Uttering threats is when you communicate a threat to a person in any way to:
- Cause harm or kill that person
- Damage that person’s property
- Kill or injure an animal that the person owns.
Uttering simply means to communicate a threat. It does not necessarily have to be spoken. It can be done by email, text message or social media. Gesturing in a threatening way can also be seen by a court as uttering threats. The courts have ruled that threatening psychological harm or injury can result in a person being charged with the offence of threatening.
As mentioned above, threatening to do damage or cause mischief can result in a threatening charge under section 264 of the Criminal Code of Canada. In order for someone to be convicted of uttering threats, the prosecutor must prove that the threat was intended to be taken seriously. As a result, jokes and things said playfully should not result in a charge and conviction for this offence.

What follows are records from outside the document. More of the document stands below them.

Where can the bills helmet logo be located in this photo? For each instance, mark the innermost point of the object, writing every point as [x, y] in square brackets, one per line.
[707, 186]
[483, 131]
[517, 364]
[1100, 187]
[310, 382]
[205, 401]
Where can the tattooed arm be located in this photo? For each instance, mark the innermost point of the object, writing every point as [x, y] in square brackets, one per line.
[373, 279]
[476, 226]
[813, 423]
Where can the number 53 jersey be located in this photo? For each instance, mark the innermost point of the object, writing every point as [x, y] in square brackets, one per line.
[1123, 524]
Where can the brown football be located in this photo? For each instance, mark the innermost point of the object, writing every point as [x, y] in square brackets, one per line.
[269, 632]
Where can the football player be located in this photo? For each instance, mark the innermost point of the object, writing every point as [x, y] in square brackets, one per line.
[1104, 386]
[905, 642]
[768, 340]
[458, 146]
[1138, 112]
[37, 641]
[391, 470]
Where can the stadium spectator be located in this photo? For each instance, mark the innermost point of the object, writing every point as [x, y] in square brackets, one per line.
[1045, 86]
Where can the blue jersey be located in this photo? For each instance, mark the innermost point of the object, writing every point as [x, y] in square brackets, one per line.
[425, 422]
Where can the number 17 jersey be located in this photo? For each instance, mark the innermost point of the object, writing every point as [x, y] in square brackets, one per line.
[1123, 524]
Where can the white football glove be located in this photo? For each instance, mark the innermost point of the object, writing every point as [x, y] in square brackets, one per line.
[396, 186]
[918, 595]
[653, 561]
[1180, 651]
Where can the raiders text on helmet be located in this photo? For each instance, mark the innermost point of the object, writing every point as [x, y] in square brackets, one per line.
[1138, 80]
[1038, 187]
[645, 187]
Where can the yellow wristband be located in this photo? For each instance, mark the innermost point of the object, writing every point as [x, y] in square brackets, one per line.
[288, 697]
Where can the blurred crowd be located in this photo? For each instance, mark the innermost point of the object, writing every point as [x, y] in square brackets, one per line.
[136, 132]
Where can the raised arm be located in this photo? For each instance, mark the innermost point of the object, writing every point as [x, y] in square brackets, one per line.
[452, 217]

If a person is convicted of this offence, the court can and often does make an order preventing the convicted person from owning weapons for a period of time. The courts also have discretion to order that a person convicted give a sample of his/her DNA.
The courts and authorities take uttering threats charges very seriously in a domestic violence situation. The maximum sentence for an uttering threats charge is a prison term of two years. If you are charged with threatening, it is very likely that you will also be under a no contact order with the victim of the threats.
It is important that you are properly represented by a domestic violence lawyer if you are facing charges of uttering threats in a domestic setting. A skilled and knowledgeable criminal lawyer can be the difference between a conviction and subsequent jail sentence and getting your domestic assault charges dropped.